The relative’s case record, he said, spanned more than a decade, including a prohibition against having unsupervised contact with a child, a protection from abuse order filed against them,  and accusations of prior sexual abuse of a partner’s children.

Child and Family Services staff said they would have been able to make a finding of neglect against Hartley had they known about that relative’s history, Schleck said.

“Instead,” he said, “the case was closed with no findings as the caseworker did not have any evidence indicating that Ms. Hartley had been abusive or neglectful towards any of her children.”

Schleck also questioned how caseworkers responded to suspected abuse reported by a school official in 2019.


The child had originally told a caseworker during an interview at school that a man living in his home was responsible for injuring his ear, which Schleck said is an indicator of abuse. But the child changed that story when interviewed at home in front of Hartley, saying the injury happened while playing.

OPEGA discovered that the man identified by the child had a history of domestic violence and violated a protection from abuse order. Such a history would warrant a plan to remove the man from the home, Schleck said. But the case was closed without a finding.

Generally, Schleck said caseworkers seemed too focused on specific allegations and missed the bigger picture about Hartley’s apparent inability to protect her children.

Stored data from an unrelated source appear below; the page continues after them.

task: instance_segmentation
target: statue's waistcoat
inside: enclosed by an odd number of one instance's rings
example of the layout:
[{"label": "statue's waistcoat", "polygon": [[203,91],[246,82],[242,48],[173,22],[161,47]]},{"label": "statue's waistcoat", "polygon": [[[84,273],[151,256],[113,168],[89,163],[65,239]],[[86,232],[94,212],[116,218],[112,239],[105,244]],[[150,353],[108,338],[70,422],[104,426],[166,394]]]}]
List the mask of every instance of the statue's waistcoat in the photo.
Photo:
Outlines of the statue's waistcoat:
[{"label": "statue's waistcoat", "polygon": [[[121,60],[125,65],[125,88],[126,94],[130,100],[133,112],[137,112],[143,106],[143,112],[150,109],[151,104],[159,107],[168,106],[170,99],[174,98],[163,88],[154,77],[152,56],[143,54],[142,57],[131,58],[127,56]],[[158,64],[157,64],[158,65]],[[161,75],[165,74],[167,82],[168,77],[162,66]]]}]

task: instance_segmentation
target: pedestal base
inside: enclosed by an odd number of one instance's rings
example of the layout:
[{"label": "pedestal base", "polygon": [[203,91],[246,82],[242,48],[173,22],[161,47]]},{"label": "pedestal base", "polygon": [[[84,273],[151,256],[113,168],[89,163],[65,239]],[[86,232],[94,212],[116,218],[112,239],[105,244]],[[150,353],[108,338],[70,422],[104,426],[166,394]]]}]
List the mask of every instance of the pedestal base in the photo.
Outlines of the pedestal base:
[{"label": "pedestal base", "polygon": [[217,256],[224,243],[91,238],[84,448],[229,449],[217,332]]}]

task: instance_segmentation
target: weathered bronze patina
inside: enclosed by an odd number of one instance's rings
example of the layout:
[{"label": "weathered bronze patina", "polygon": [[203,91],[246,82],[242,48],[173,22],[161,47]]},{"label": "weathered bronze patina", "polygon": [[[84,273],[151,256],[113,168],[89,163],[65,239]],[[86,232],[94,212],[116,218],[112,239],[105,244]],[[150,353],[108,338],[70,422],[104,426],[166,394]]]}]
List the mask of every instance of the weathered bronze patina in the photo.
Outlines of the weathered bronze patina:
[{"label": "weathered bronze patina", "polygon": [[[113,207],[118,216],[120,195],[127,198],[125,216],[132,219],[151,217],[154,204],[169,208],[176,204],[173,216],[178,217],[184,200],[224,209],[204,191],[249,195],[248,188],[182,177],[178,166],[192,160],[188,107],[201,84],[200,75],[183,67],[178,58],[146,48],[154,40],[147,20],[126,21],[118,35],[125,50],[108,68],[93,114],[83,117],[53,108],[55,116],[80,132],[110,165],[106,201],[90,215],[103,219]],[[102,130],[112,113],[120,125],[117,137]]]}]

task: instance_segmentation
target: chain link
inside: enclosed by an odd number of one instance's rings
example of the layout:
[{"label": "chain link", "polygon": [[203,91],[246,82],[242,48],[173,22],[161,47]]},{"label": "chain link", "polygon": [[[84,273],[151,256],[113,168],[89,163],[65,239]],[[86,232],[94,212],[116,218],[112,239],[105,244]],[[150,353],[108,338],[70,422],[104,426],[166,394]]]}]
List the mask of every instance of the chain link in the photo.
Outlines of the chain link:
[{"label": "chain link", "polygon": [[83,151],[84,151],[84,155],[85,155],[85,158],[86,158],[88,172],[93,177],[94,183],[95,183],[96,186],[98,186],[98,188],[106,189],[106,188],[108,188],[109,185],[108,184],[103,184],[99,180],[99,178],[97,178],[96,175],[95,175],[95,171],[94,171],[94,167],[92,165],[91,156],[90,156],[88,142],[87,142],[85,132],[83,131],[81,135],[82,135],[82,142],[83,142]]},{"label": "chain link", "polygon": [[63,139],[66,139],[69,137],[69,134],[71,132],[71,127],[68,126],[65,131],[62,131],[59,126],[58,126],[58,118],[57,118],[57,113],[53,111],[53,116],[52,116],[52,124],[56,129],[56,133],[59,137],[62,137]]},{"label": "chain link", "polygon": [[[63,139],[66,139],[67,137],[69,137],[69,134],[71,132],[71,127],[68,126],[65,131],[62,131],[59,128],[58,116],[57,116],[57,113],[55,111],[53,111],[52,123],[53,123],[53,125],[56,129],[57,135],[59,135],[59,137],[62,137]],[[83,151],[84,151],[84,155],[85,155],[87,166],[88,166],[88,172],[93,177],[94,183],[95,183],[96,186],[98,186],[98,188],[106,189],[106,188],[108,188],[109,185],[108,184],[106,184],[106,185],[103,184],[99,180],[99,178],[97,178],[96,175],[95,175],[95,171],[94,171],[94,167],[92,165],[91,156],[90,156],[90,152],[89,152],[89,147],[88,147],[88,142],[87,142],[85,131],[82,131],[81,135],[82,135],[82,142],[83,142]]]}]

The DHHS memo noted that in March 2020, police responded to a report that one of her children was discovered unattended by the side of the road. The state found Hartley had neglected her child by leaving her in the care of an 11-year-old.

“From a comprehensive review … it becomes apparent that Ms. Hartley continued to demonstrate a lack of protective capacity and an inability to keep unsafe people away from her children,” Schleck said.

“OCFS staff indicated that this lack of protective capacity would warrant additional departmental action. However, they also noted that caseworkers generally do not have enough time available to perform the comprehensive review of a family’s history that is necessary to identify such patterns.”